Because onychomycosis requires expensive, prolonged therapy (three to four months for fingernail infections and four to six months for toenail infections), the diagnosis should be confirmed before treatment is initiated24,25 (Table 4). Periodic acid-Schiff staining with histologic examination of the clipped, distal free edge of the nail and attached subungual debris is the most sensitive diagnostic method and is painless for patients.25
Tinea unguium, especially of the toenails, is difficult to eradicate. Topical agents have low efficacy. Mycologic cure rates for ciclopirox (Penlac) nail lacquer, applied daily for up to 48 weeks, have ranged from 29 to 47 percent.26 [Evidence level A, meta-analysis] Oral treatment with griseofulvin must be continued for 12 to 24 months, and ketoconazole carries a risk of hepatotoxicity. Fluconazole has not been studied extensively in the treatment of onychomycosis and is not labeled by the FDA for this indication.
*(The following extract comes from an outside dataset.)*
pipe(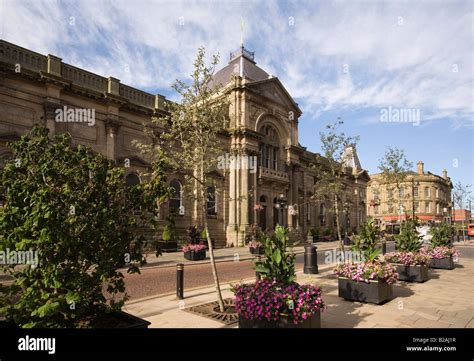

|Potassium hydroxide (KOH) microscopy||Scrape the most proximal subungual area; examine on a KOH-treated, warmed glass slide (see Table 1).||50 to 60|
|Fungal culture||Scrape the most proximal subungual area; send scrapings in a sterile container to a hospital or reference laboratory, or spread scrapings on Dermatophyte Test Medium (see Table 1).||20 to 70|
|Periodic acid- Schiff staining||Clip the distal edge of the nail, along with attached subungual debris; place the most proximal sample in formalin for histologic examination in a hospital or reference laboratory.||90 to 95|
Mycologic and clinical cure rates are similar for 12 weeks of treatment with itraconazole in a dosage of 200 mg per day and terbinafine in a dosage of 250 mg per day.27 Itraconazole costs more for the same regimen. Continuous terbinafine therapy has a better mycologic cure rate than intermittent or “pulse” terbinafine therapy, in which 500 mg of terbinafine is given once daily for seven days of each of four months (94 percent versus 80 percent); however, continuous treatment is more expensive ($700 versus $400). Intermittent itraconazole therapy, in a dosage of 400 mg per day for seven days of each of four months, and intermittent terbinafine therapy are similarly effective.